Tuesday, January 3, 2012

With Hackers Everywhere, How Can You Protect Yourself From Them When On The Internet

By Martin Clamson


Think about an average day in your life: run through your twenty four hour schedule. Amidst all of the stuff you do, technology is right there with you. It begins as soon as you wake up; if you are an ordinary worker, you have to use an automobile to get there. Before that, you have turn up your espresso machine to get you going in the early morning! Most people have such a need for coffee that they cannot even function beforehand. Once you have used all of this technology to get you up, you are at work.

Maybe your job place is not where you are first headed though. Maybe you have to make a slight detour for some brunch, so you pin the info into your economically friendly Global Positioning System (GPS for those in the know) and take off wherever the great satellites may beckon you. The computer robotic speech machine will show you the path of least resistance, monitoring you from the great beyond. At the breakfast diner, you will hand the waiter a tiny scrap of plastic with numbers on it to pay for your meal, a strange concept.

Once you've had your early morning coffee and food fix, you have presumably arrived at work safe and ready for an exciting day hard at work for capitalism. Assuming you work in some sort of job for a large company running a small aspect of it, your life for the next hours of the day revolves around computers. Think about how often at work you utilize technology in your daily activities; even the most basic functions of the corporation could not run without some system of communication.

You hop on your computer and log into your security password protected accounts and start filing away all of the days work. You then come across some sort of conundrum in your files and have to call your supervising manager. Through the phone service, you have just solved a problem with your files, your computer, and can now get back to work. Technology facilitates nearly every aspect of a business. The problem is though, in your little corporate world, you sometimes forget to factor the outside world, except when it comes to sales.

When you are at your executive conferences and the guy in charge asks how your team can bolster sales of a product, obviously the key is appealing more to the customers. After all, they are the ones you are vying for and the ones who pay to have your business continue to flourish. The most common method of reaching people is through advertising, so you set out on getting some ad space and set up some sort of pitch. Would you ever in a million years think to tell people you will exchange some of your company's personal information for their business?

This sounds absurd, and would probably fail as a viable marketing ploy. It also makes no sense, as giving away personal details of your company would allow the holder to steal from or make decisions that could negatively affect you and the other workers. With this kind of information, you might as well have handed them the keys to the company. The money that they gave you in exchange for intimate access to your company's data would actually enable them to re-wire the money back to them, so you would gain nothing at all.

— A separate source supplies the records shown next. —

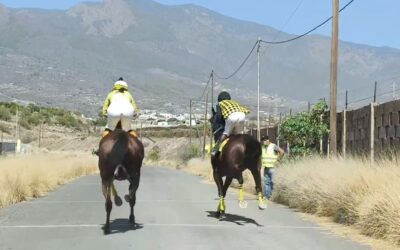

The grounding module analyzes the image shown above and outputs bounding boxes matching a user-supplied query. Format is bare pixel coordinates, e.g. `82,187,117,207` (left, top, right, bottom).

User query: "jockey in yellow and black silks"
211,91,250,156
103,77,138,136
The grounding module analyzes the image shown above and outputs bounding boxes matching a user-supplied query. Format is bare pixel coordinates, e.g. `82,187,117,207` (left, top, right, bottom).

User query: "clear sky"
0,0,400,49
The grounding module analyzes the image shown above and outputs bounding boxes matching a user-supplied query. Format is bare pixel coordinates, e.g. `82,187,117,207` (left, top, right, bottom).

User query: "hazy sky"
0,0,400,49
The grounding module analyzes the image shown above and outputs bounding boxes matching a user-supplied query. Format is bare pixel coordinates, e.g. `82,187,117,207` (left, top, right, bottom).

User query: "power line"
239,0,304,81
261,0,354,44
214,40,259,80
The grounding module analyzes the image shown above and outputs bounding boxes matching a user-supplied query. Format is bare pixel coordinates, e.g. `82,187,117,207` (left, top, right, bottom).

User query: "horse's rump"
99,129,144,180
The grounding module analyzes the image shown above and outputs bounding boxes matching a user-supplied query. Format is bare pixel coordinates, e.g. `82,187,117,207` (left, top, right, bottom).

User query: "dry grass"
273,158,400,245
0,153,97,208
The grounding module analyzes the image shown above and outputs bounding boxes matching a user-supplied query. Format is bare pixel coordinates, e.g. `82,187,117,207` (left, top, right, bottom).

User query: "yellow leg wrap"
239,185,244,201
258,192,265,204
219,197,225,211
111,183,118,197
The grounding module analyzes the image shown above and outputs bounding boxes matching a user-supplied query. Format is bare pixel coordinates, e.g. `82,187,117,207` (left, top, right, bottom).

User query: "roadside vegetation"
273,157,400,246
0,153,97,208
0,102,92,132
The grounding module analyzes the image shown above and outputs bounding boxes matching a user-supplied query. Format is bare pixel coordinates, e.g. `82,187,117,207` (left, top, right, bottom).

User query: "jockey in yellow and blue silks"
211,91,250,156
102,77,138,136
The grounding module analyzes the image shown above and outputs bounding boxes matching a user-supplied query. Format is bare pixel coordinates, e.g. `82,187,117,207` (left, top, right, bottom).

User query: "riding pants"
106,99,135,131
224,112,246,136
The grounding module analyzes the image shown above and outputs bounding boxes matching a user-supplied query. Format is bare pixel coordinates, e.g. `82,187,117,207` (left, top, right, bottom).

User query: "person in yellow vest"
102,77,138,137
261,136,285,199
211,91,250,156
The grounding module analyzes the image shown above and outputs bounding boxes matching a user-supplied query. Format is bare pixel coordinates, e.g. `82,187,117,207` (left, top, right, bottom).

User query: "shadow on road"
102,219,143,234
206,211,262,227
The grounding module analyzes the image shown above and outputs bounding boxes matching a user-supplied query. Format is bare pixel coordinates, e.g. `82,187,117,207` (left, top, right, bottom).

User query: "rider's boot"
92,128,111,155
211,134,228,156
128,129,139,138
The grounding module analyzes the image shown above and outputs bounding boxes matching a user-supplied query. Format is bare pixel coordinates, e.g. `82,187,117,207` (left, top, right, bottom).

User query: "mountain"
0,0,400,115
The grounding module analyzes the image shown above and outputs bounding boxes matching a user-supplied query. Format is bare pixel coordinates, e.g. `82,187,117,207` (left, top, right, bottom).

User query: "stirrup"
128,129,139,138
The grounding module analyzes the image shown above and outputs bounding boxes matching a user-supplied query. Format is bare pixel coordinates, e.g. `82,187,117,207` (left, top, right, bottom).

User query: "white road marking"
29,200,256,204
0,223,332,230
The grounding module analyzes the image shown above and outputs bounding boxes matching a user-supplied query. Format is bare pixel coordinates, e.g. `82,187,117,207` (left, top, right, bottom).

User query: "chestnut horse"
98,123,144,234
210,109,266,217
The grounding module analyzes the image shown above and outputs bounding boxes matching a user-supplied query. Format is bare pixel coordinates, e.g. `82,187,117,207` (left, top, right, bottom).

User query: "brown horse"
98,124,144,234
210,110,266,217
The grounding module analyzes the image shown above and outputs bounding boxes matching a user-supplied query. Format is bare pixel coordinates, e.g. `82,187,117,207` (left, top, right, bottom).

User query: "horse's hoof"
114,195,122,207
258,202,268,210
129,215,135,224
239,201,247,208
103,225,110,235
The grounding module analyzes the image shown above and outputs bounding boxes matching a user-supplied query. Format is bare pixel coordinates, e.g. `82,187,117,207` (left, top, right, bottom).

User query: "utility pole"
257,38,261,141
203,90,211,157
38,122,43,148
329,0,339,156
189,99,192,145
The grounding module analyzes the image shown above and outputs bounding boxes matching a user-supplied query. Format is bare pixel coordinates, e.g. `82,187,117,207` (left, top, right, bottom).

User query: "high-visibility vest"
261,143,279,168
218,100,250,119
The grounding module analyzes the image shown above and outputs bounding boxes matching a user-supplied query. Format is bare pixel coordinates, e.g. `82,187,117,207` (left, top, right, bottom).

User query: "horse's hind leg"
217,176,232,217
213,169,225,218
111,182,122,207
238,174,247,208
129,173,140,224
102,181,112,234
251,168,267,209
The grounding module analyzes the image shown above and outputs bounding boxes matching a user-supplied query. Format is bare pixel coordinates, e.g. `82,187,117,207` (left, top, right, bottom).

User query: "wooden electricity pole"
203,90,211,157
329,0,339,156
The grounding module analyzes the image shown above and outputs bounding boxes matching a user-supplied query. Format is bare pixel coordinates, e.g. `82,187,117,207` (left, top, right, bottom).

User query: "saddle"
218,137,229,152
101,129,139,138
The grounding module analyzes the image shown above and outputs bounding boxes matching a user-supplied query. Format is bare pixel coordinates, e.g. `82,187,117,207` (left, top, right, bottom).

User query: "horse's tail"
111,133,129,164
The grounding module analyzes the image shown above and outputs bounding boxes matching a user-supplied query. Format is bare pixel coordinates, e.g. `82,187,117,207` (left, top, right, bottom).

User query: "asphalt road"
0,167,369,250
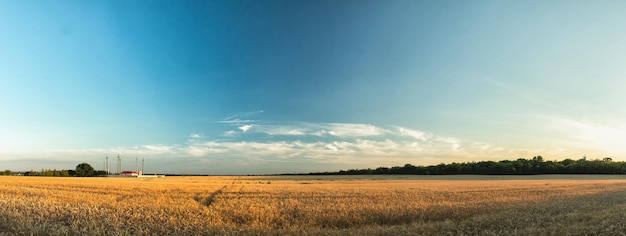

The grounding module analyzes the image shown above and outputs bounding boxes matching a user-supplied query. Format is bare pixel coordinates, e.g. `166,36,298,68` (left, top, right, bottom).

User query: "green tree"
76,163,95,177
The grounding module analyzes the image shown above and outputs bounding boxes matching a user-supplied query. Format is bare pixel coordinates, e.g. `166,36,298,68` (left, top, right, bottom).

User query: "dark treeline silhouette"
24,163,107,177
309,156,626,175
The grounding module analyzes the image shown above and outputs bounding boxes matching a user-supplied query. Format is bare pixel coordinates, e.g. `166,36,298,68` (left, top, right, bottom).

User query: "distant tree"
76,163,95,177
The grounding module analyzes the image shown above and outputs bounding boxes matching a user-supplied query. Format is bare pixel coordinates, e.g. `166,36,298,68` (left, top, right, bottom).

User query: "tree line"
309,156,626,175
13,163,108,177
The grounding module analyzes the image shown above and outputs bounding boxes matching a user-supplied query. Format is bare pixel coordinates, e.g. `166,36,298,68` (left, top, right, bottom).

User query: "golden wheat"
0,176,626,235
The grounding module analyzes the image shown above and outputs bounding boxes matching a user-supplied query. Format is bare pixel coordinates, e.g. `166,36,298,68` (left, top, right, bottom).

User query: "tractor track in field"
193,181,235,207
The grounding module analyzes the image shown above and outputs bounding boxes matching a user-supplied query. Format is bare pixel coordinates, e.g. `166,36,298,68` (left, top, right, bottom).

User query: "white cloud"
239,125,252,133
394,126,430,141
222,130,237,137
239,122,386,138
0,122,563,174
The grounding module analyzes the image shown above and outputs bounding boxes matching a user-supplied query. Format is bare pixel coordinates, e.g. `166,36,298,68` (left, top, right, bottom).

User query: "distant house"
121,170,139,176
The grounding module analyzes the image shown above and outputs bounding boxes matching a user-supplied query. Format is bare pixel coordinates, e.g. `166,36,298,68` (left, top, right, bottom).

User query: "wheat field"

As scary as it is though, people can get a hold of this information without even the most outrageous marketing scheme. A hacker could break into that secure terminal you upload to every day at work and find out all sorts of information about your business. If they use this correctly, they could steal piles of your money and you would be none the wiser until the end of the month. So while technology got you through your rough morning, it could also be the bane of your business's existence.

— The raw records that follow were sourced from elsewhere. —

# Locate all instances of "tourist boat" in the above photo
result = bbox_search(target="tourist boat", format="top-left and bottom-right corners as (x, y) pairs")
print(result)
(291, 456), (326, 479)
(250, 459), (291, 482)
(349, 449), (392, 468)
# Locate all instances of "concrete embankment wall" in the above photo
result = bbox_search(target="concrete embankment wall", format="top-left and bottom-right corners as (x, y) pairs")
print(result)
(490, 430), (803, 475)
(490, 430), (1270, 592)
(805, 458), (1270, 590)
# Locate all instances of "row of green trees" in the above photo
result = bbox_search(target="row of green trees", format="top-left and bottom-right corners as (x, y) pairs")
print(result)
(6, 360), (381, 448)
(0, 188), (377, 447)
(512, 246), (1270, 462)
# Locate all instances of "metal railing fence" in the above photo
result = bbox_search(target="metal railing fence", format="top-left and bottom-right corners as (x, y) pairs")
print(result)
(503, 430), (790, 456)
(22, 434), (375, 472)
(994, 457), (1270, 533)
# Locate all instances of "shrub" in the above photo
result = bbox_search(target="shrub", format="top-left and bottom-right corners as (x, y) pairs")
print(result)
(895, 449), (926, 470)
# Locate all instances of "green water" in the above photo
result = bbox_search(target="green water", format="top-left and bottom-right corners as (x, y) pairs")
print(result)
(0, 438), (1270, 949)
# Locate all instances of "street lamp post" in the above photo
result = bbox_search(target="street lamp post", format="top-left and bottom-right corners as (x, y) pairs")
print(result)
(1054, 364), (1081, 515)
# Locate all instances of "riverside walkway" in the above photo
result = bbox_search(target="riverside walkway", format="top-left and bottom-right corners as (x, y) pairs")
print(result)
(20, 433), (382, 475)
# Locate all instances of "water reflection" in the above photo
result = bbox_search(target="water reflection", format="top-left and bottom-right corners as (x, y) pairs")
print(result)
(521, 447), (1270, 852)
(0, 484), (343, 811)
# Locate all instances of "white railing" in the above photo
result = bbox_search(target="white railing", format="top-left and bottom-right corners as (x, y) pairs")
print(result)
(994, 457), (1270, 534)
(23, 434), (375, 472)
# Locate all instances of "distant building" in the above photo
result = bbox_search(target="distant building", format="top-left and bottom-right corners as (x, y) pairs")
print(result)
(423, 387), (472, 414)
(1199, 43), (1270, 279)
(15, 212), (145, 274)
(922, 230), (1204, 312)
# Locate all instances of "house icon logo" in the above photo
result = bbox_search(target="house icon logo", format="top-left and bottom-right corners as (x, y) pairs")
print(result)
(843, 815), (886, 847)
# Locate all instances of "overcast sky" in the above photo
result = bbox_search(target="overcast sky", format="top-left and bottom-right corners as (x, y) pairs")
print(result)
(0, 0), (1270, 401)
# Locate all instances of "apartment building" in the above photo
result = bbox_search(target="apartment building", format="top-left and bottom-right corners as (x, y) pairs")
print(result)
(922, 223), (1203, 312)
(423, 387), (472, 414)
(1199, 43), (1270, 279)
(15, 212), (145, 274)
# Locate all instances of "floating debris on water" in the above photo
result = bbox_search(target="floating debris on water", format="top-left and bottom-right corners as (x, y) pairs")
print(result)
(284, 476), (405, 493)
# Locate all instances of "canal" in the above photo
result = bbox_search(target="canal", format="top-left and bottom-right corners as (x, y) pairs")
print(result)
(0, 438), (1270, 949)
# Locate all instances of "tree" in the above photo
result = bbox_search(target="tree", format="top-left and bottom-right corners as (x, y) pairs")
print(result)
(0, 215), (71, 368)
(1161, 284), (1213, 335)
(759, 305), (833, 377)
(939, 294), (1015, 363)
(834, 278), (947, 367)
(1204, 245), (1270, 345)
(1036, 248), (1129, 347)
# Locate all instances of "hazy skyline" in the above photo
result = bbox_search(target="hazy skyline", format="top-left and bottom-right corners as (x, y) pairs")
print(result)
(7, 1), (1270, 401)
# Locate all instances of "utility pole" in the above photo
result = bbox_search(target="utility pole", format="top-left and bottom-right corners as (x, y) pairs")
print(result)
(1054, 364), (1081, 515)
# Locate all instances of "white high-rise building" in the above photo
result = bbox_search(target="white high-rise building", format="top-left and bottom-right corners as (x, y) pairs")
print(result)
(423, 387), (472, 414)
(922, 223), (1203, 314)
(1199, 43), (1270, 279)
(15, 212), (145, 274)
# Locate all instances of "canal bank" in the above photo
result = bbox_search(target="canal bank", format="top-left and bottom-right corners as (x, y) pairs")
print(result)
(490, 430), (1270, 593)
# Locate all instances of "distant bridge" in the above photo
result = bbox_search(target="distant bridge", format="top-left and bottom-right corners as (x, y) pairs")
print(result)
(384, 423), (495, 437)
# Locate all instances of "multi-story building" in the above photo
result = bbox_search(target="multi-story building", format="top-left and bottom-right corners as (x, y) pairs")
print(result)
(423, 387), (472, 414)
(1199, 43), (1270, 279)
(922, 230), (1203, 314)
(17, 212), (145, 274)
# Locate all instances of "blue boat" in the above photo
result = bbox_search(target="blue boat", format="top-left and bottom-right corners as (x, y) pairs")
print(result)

If these criminals can break through our security systems and not be caught, then how in the world do we stop them? Obviously the quickest answer one can come up with is to simply bolster your online security with more and more systems, but this is not always the solution. Simply enough, the best thing to do is just be more vigilant when surfing the web and inputting information. There are sites out there that are set up just to steal your information when you log on, and the same is true for hackers preying on businesses. Just don't give any data from your business, and make sure to always keep important information secured on your computer, and to yourself.